Harburg
Buchholz

Ausschuss will Mühlentunnel aus Kostengründen zuschütten lassen

Buchholz. Das Ende des einspurigen Tunnels am Seppensener Mühlenweg ist beschlossene Sache. Mit den fünf Stimmen von CDU, UWG und Grünen gegen vier Enthaltungen von SPD und FDP hat der Ausschuss für Stadtplanung am Mittwochabend beschlossen, den Tunnel zuzuschütten.

Hintergrund dafür sind die Kosten, die bei einer anderen Entscheidung entstanden wären. So müsste die Stadt nach dem Bau des geplanten neuen Tunnels der Bahn 1,8 Millionen Euro für den Unterhalt zahlen. Wenn dagegen der alte Tunnel nicht erhalten würde, entfielen für die Bahn Instandhaltungskosten von 911.000 Euro. Diese Summe kann die Stadt von den 1,8 Millionen Euro abziehen.
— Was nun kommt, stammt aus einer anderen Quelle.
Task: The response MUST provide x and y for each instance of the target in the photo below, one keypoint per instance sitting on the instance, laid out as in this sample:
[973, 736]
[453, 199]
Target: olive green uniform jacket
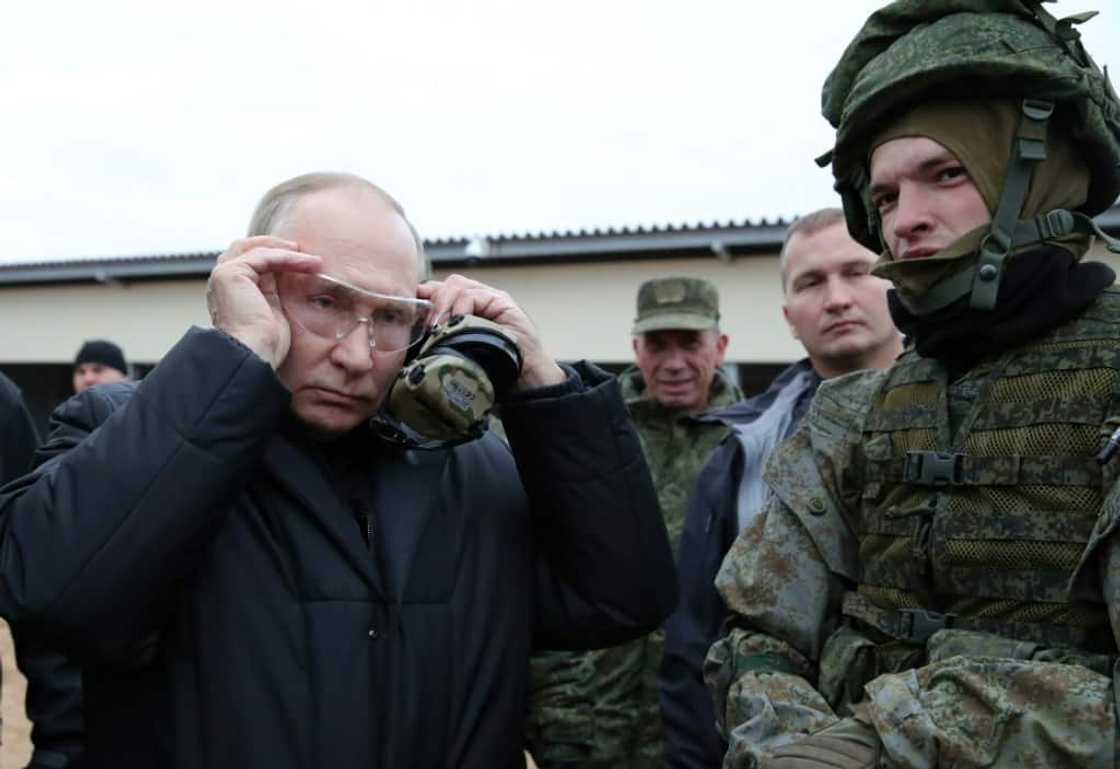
[599, 709]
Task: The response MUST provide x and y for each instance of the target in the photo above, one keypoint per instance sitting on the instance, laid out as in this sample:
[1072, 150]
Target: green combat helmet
[1005, 48]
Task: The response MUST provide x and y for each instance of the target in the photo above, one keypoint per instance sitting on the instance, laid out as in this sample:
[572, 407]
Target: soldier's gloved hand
[847, 744]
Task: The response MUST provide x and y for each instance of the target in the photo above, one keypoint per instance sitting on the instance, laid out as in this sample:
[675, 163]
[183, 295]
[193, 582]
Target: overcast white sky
[131, 128]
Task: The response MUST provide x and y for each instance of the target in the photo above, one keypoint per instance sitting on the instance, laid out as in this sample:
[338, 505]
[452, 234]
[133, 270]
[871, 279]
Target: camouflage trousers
[994, 712]
[955, 711]
[596, 710]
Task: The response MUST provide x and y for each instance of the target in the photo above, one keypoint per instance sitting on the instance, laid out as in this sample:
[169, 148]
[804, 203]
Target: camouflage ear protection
[445, 394]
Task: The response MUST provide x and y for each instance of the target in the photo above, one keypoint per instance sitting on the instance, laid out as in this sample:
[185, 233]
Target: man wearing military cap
[599, 709]
[935, 580]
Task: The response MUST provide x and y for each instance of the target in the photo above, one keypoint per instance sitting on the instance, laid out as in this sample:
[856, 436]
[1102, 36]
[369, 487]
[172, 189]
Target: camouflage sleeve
[784, 602]
[783, 581]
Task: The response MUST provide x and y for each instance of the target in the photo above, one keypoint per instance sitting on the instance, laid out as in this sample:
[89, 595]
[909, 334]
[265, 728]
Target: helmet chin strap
[981, 281]
[1027, 149]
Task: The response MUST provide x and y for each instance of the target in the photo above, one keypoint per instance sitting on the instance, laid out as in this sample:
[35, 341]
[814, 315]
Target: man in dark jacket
[839, 313]
[253, 578]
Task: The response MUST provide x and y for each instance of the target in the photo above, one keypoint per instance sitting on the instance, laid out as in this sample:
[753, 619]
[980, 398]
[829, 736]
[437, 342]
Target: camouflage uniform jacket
[599, 709]
[989, 688]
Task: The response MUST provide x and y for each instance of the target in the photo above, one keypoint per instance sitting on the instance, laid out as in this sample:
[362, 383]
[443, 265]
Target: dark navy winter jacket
[207, 565]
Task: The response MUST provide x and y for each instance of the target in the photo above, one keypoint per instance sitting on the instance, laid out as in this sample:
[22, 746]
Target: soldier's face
[337, 384]
[834, 307]
[679, 365]
[924, 196]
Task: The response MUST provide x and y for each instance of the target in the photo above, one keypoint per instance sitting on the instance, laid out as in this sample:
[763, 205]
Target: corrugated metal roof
[700, 240]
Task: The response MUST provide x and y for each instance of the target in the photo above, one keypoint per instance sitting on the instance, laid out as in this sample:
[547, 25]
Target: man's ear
[793, 331]
[720, 348]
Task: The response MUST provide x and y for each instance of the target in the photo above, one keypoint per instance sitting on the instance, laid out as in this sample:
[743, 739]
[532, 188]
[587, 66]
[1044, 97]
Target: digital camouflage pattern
[599, 709]
[1005, 47]
[1036, 693]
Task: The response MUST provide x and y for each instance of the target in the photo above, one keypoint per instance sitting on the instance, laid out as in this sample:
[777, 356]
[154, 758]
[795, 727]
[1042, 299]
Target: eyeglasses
[332, 309]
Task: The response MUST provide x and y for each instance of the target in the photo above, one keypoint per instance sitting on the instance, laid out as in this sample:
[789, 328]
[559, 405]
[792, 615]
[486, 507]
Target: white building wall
[585, 310]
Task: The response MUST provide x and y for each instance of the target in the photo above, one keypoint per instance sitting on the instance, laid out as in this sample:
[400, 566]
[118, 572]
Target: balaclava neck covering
[1045, 283]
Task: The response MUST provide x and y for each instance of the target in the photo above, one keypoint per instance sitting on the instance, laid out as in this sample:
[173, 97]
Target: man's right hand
[242, 298]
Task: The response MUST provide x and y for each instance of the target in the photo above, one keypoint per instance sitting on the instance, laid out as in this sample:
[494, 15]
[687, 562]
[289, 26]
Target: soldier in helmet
[936, 578]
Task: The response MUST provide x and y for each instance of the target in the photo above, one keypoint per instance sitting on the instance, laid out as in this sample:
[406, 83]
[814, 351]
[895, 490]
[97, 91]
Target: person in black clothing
[251, 577]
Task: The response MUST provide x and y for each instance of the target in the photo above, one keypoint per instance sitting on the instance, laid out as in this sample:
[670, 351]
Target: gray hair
[279, 202]
[810, 224]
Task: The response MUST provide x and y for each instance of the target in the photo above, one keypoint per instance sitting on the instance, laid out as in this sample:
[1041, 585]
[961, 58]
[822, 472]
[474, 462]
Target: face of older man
[336, 384]
[924, 196]
[679, 365]
[89, 374]
[834, 307]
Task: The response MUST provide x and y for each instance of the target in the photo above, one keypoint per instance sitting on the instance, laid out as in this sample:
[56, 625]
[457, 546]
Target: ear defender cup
[447, 392]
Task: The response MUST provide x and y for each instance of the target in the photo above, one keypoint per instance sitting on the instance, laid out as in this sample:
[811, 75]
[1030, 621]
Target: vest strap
[917, 625]
[942, 468]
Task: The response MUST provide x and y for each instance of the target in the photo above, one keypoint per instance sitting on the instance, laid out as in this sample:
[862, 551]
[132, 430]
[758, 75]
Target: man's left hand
[462, 296]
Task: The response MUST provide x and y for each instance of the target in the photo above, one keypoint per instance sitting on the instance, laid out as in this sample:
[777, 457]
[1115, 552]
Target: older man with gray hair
[838, 311]
[253, 575]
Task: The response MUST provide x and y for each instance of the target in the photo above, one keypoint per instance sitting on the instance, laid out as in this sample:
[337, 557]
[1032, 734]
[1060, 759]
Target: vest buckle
[917, 625]
[933, 468]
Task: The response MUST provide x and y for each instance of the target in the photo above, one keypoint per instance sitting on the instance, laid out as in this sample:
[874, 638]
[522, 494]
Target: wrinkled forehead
[665, 337]
[360, 237]
[826, 250]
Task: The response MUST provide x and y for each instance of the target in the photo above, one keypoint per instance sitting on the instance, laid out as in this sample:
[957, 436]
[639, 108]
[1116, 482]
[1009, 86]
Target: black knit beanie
[103, 352]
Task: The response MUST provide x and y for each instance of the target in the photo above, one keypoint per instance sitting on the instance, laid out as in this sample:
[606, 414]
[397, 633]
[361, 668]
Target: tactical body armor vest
[980, 495]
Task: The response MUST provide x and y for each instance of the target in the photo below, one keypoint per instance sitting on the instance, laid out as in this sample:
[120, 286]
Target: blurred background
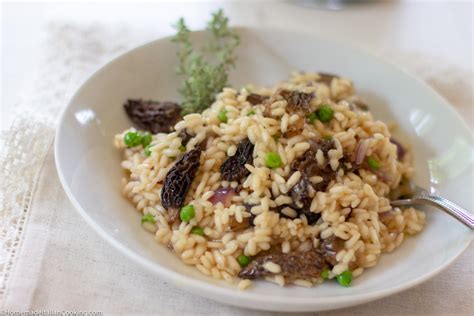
[413, 34]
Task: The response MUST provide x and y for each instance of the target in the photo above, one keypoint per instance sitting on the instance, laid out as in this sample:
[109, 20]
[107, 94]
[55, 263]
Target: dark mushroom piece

Zudem würde bei einer Sanierung des Tunnels der Querschnitt verkleinert, so dass die vorgeschriebene Breite unterschritten würde. Allein für die Sanierung des Bauwerks rechnet die Stadt mit Kosten von bis zu einer Million Euro.

Dem alten Tunnel bleibt aber noch eine Gnadenfrist. Denn der Neue wird nicht vor 2020 fertig. „Wenn das Eisenbahnbundesamt unsere Planungen bis Mitte 2016 genehmigt, könnte die Landesbehörde für Straßenbau und Verkehr bis Ende Februar 2017 über Zuschüsse entscheiden“, so Stadtsprecher Heinrich Helms. Baubeginn könnte im Sommer 2017 sein. Die Bauzeit beträgt dann noch dreieinhalb Jahre.